Darwin, hücrenin neye benzediğinin daha bilinmediği, tükenmez kalemin bile icat edilmediği bir dönemde, “bilimsel bir teori buldum!” diye ortaya çıkmıştı. Aslında yaptığı şey yalnızca bir gemi içinde oradan oraya seyahat etmek, sarhoş tayfalar ile sabahlara kadar içki içmek ve mola verdikleri adalarda yalnızca zevk için birkaç böcek toplamaktı. Darwin, kendi otobiyografisinde de açıkça belirttiği gibi, topladığı bu canlılarla hiç ilgilenmemiş, onları bir kenara atarak gençlik macerasına devam etmiştir.
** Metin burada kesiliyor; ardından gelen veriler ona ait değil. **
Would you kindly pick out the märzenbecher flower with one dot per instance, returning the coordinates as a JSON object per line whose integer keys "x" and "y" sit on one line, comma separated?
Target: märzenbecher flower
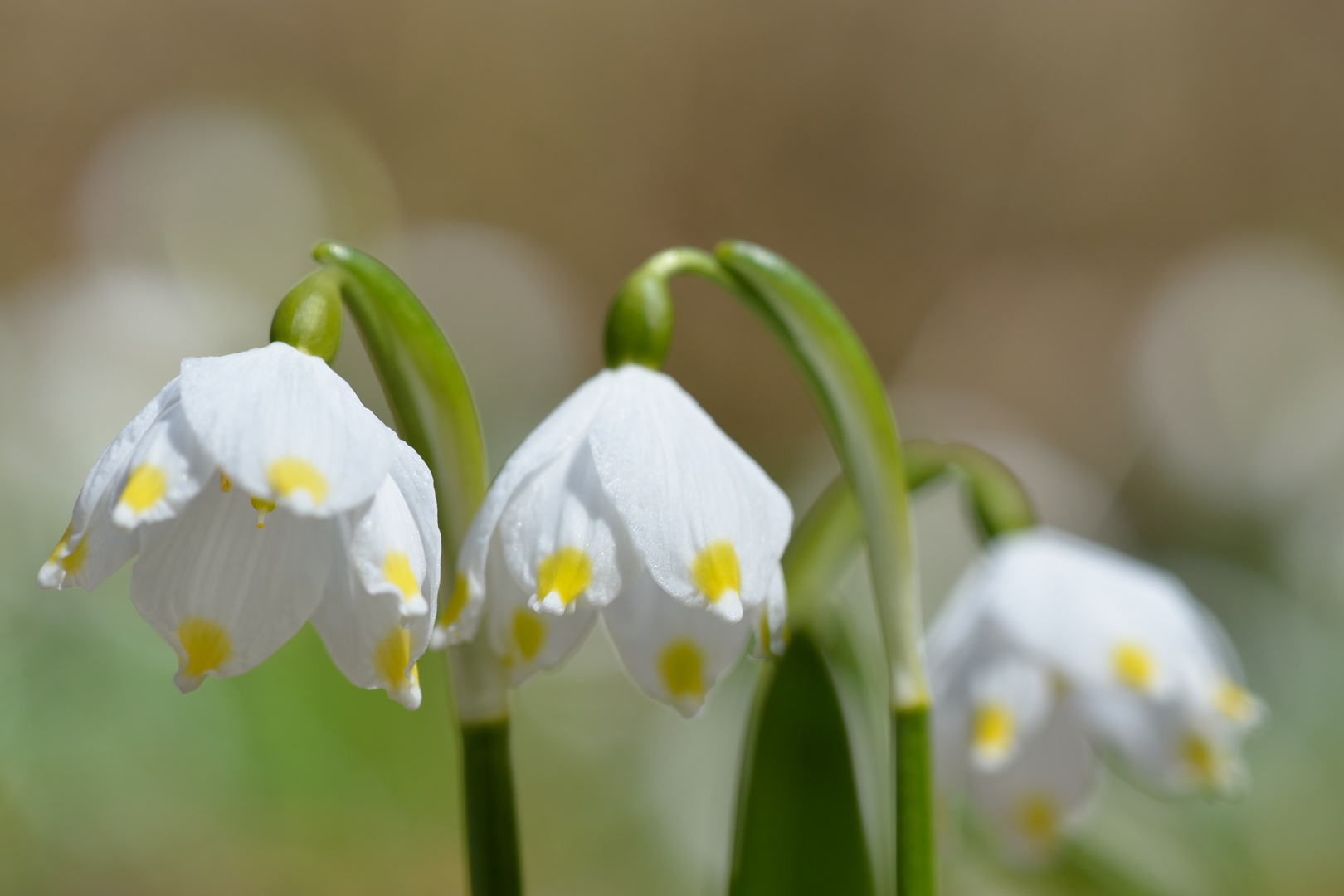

Aynı macera duygusuyla bir iddia ortaya atmış, iddiasının saçmalığını ve bu sebeple intihar etmek üzere olduğunu da sık sık mektuplarında dile getirmişti. İçi su dolu baloncuk zannettiği hücrenin bir galaksi sistemi ile karşılaştırılacak kadar kompleks olduğunu bilmiyordu. Bu yüzden hücrenin tesadüfen oluştuğunu iddia etmekte sakınca görmemişti. Genetik kanunlarından haberi yoktu. Bu sebeple, canlıların sonradan edindikleri özelliklerin sonraki nesillere geçebileceğini zannediyordu. Bu yanılgıdan yola çıkarak canlıların birbirine dönüştüğü yalanını ortaya atmış, buna kendini inandırmaya çalışmış, bu sebeple de ara fosillerin yokluğuna yaşamı boyunca hep şaşırmıştı.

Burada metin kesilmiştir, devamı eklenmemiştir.